Writing the Regexp


Prev		Next

CSS3 selectors are complex. For example, blockquote > div p^[31], div.stub *:not(:lang(fr))^[32], *|*[a|foo~="bar"], *|*[|class~="bar"]^[33], and stub ~ [|attribute^=start]:not([|attribute~=mid])[|attribute*=dle][|attribute$=end] ~ t^[34] are all valid CSS3 selectors. And while these are probably somewhat complicated for real-life applications, they are simple compared to what a CSS3 selector could be.

So how does one write a regular expression for something this complex? The answer, of course, is rather than trying to write the regular expression directly, you write a program to generate the regular expression. I have used this approach in the past, finding that it is generally not too difficult to manually convert a small EBNF grammar or other set of formal rules into a small program to generate a corresponding regular expression.^[35] Typically each non-terminal becomes a variable, defined in terms of constants (for the terminals) and the variables that have been defined so far (for the non-terminals).

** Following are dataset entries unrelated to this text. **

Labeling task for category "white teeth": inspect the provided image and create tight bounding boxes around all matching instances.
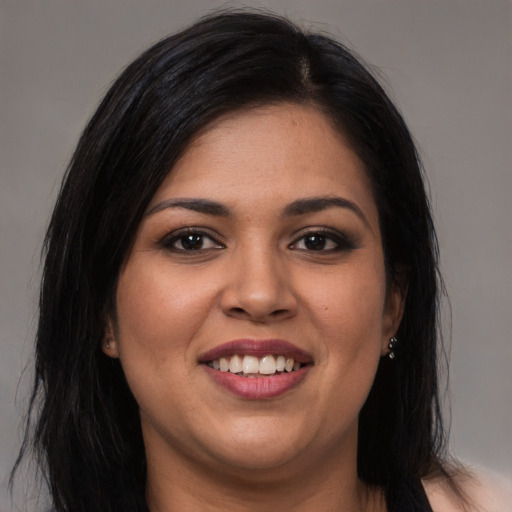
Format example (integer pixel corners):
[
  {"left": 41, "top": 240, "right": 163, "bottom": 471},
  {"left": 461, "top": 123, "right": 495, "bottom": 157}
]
[
  {"left": 229, "top": 354, "right": 243, "bottom": 373},
  {"left": 259, "top": 355, "right": 277, "bottom": 374},
  {"left": 209, "top": 354, "right": 304, "bottom": 375},
  {"left": 219, "top": 357, "right": 229, "bottom": 372},
  {"left": 242, "top": 355, "right": 259, "bottom": 374}
]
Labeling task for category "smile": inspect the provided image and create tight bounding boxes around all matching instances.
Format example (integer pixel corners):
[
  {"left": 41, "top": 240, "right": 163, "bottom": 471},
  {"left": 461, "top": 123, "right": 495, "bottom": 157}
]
[
  {"left": 206, "top": 354, "right": 302, "bottom": 376},
  {"left": 198, "top": 339, "right": 313, "bottom": 399}
]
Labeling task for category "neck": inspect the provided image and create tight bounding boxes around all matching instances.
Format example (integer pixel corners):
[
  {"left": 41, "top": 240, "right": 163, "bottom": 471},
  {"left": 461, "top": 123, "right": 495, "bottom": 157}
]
[{"left": 144, "top": 426, "right": 385, "bottom": 512}]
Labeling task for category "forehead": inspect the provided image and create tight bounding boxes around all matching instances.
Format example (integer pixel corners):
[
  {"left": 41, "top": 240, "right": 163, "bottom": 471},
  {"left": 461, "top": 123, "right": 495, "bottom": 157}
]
[{"left": 149, "top": 103, "right": 378, "bottom": 226}]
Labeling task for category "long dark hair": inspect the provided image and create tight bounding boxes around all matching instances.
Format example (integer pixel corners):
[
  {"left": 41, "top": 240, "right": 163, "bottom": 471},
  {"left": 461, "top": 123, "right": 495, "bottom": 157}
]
[{"left": 14, "top": 10, "right": 455, "bottom": 512}]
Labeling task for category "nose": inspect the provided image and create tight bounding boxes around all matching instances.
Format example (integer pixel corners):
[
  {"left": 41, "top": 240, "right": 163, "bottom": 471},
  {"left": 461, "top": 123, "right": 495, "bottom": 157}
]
[{"left": 220, "top": 246, "right": 298, "bottom": 323}]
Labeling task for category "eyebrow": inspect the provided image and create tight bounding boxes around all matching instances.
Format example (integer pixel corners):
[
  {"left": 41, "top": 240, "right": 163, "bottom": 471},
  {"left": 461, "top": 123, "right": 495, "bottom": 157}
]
[
  {"left": 283, "top": 196, "right": 371, "bottom": 228},
  {"left": 146, "top": 195, "right": 370, "bottom": 228},
  {"left": 146, "top": 198, "right": 230, "bottom": 217}
]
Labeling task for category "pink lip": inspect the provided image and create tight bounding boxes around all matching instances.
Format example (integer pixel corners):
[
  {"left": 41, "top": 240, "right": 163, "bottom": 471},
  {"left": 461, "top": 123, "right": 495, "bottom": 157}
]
[
  {"left": 197, "top": 338, "right": 313, "bottom": 364},
  {"left": 203, "top": 365, "right": 310, "bottom": 399},
  {"left": 198, "top": 339, "right": 313, "bottom": 400}
]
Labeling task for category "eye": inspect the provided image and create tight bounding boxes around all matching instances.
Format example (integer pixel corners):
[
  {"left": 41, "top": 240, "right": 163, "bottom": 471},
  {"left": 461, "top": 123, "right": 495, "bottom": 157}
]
[
  {"left": 161, "top": 229, "right": 224, "bottom": 252},
  {"left": 290, "top": 229, "right": 356, "bottom": 252},
  {"left": 295, "top": 234, "right": 337, "bottom": 251}
]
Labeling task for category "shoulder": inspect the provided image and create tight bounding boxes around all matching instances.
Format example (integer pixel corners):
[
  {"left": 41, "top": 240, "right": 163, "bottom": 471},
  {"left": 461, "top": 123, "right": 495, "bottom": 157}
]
[{"left": 423, "top": 467, "right": 512, "bottom": 512}]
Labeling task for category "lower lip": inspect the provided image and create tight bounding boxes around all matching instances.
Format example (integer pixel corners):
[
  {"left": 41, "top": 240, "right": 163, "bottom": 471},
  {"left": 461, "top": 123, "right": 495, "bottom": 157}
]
[{"left": 203, "top": 365, "right": 310, "bottom": 399}]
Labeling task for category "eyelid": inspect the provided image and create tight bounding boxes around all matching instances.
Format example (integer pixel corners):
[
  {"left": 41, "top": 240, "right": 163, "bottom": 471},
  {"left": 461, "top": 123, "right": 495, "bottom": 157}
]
[
  {"left": 288, "top": 227, "right": 357, "bottom": 251},
  {"left": 159, "top": 227, "right": 225, "bottom": 251}
]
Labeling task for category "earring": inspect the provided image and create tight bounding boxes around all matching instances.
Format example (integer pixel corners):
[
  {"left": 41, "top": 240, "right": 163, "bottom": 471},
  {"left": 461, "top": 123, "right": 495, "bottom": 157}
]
[
  {"left": 388, "top": 336, "right": 398, "bottom": 359},
  {"left": 105, "top": 341, "right": 111, "bottom": 349}
]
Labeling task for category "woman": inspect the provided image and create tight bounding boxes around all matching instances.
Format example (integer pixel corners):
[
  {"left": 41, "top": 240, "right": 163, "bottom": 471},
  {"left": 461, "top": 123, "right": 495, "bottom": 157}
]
[{"left": 12, "top": 10, "right": 501, "bottom": 512}]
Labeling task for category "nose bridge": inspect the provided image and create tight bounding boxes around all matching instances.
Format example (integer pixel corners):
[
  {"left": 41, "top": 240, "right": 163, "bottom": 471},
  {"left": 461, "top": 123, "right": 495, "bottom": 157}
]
[{"left": 221, "top": 237, "right": 296, "bottom": 321}]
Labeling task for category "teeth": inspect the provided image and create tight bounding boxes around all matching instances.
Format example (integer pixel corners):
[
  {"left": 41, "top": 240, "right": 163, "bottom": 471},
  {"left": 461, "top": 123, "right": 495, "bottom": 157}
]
[
  {"left": 259, "top": 355, "right": 277, "bottom": 374},
  {"left": 209, "top": 354, "right": 303, "bottom": 375},
  {"left": 219, "top": 357, "right": 229, "bottom": 372},
  {"left": 242, "top": 355, "right": 259, "bottom": 374},
  {"left": 229, "top": 354, "right": 243, "bottom": 373}
]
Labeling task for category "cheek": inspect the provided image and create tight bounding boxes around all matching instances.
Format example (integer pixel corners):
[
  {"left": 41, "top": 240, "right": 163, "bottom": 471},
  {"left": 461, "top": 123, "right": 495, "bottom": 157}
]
[
  {"left": 318, "top": 294, "right": 385, "bottom": 380},
  {"left": 300, "top": 261, "right": 387, "bottom": 401},
  {"left": 303, "top": 262, "right": 387, "bottom": 346},
  {"left": 113, "top": 259, "right": 218, "bottom": 424},
  {"left": 317, "top": 279, "right": 386, "bottom": 414},
  {"left": 114, "top": 258, "right": 217, "bottom": 367}
]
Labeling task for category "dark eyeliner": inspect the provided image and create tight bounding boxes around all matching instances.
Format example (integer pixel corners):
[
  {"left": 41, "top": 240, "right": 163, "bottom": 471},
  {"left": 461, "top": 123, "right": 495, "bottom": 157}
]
[
  {"left": 158, "top": 227, "right": 223, "bottom": 251},
  {"left": 290, "top": 227, "right": 358, "bottom": 251}
]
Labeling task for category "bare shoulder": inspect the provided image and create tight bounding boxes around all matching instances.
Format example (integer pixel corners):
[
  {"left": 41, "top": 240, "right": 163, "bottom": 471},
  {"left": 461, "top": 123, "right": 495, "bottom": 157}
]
[{"left": 423, "top": 467, "right": 512, "bottom": 512}]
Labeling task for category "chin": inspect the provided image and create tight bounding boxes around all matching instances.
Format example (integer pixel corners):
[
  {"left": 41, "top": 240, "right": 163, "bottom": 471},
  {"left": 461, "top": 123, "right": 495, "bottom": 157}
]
[
  {"left": 200, "top": 417, "right": 312, "bottom": 473},
  {"left": 208, "top": 445, "right": 307, "bottom": 478}
]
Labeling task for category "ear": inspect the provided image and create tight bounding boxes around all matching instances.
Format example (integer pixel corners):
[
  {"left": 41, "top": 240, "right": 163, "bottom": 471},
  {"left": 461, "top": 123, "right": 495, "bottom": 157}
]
[
  {"left": 102, "top": 317, "right": 120, "bottom": 359},
  {"left": 380, "top": 276, "right": 407, "bottom": 357}
]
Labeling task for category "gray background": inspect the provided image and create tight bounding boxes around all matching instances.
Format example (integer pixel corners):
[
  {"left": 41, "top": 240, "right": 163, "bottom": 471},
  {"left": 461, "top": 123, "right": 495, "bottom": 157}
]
[{"left": 1, "top": 0, "right": 511, "bottom": 510}]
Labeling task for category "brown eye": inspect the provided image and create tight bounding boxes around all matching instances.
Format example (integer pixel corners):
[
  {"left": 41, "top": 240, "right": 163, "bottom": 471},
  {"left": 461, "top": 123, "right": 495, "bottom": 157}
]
[
  {"left": 303, "top": 235, "right": 329, "bottom": 251},
  {"left": 161, "top": 230, "right": 224, "bottom": 252},
  {"left": 292, "top": 233, "right": 340, "bottom": 251},
  {"left": 178, "top": 234, "right": 206, "bottom": 251},
  {"left": 289, "top": 229, "right": 357, "bottom": 253}
]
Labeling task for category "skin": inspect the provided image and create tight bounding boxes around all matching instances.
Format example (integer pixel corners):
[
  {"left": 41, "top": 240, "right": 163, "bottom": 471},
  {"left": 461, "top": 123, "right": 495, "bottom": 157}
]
[{"left": 104, "top": 103, "right": 405, "bottom": 512}]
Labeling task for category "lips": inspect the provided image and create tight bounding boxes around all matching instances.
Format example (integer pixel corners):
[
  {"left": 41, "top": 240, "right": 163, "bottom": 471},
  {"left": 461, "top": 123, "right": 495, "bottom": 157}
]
[
  {"left": 198, "top": 339, "right": 313, "bottom": 363},
  {"left": 198, "top": 339, "right": 313, "bottom": 399}
]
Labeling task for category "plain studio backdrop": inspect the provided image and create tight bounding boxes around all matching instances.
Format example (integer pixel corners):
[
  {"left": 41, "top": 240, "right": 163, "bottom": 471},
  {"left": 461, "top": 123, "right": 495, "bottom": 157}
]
[{"left": 1, "top": 1, "right": 511, "bottom": 510}]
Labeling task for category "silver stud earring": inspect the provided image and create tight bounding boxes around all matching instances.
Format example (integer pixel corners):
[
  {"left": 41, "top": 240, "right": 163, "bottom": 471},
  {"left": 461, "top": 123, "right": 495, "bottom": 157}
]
[{"left": 388, "top": 336, "right": 398, "bottom": 359}]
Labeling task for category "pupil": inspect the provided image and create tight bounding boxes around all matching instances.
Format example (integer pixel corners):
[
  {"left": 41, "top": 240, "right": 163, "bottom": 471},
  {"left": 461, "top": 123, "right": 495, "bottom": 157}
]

As a trivial example, Example 2, “A Perl program that generates a regular expression” is a small Perl program that generates a POSIX extended regular expression that matches an integer, as defined by the EBNF provided in the Wikipedia page on EBNF.^[36]

Example 2. A Perl program that generates a regular expression

#!/usr/bin/env perl
#
# Copyleft 2019 Syd Bauman and Northeastern University Digital
# Scholarship Group.
# 
# No parameters; reads no input. Writes out a regular expression
# that matches an integer, where integer is defined by the EBNF
# in https://en.wikipedia.org/wiki/Extended_Backus%E2%80%93Naur_form:
# | digit excluding zero = "1" | "2" | "3" | "4" | "5" | "6" | "7" | "8" | "9" ;
# | digit                = "0" | digit excluding zero ;
# | natural number = digit excluding zero, { digit } ;
# | integer = "0" | [ "-" ], natural number ;
# The resulting regexp is intended to be a POSIX ERE, but would
# also work as a PCRE or a W3C regular expression, and probably
# lots of others. (But not a POSIX BRE or an Emacs LISP regexp.)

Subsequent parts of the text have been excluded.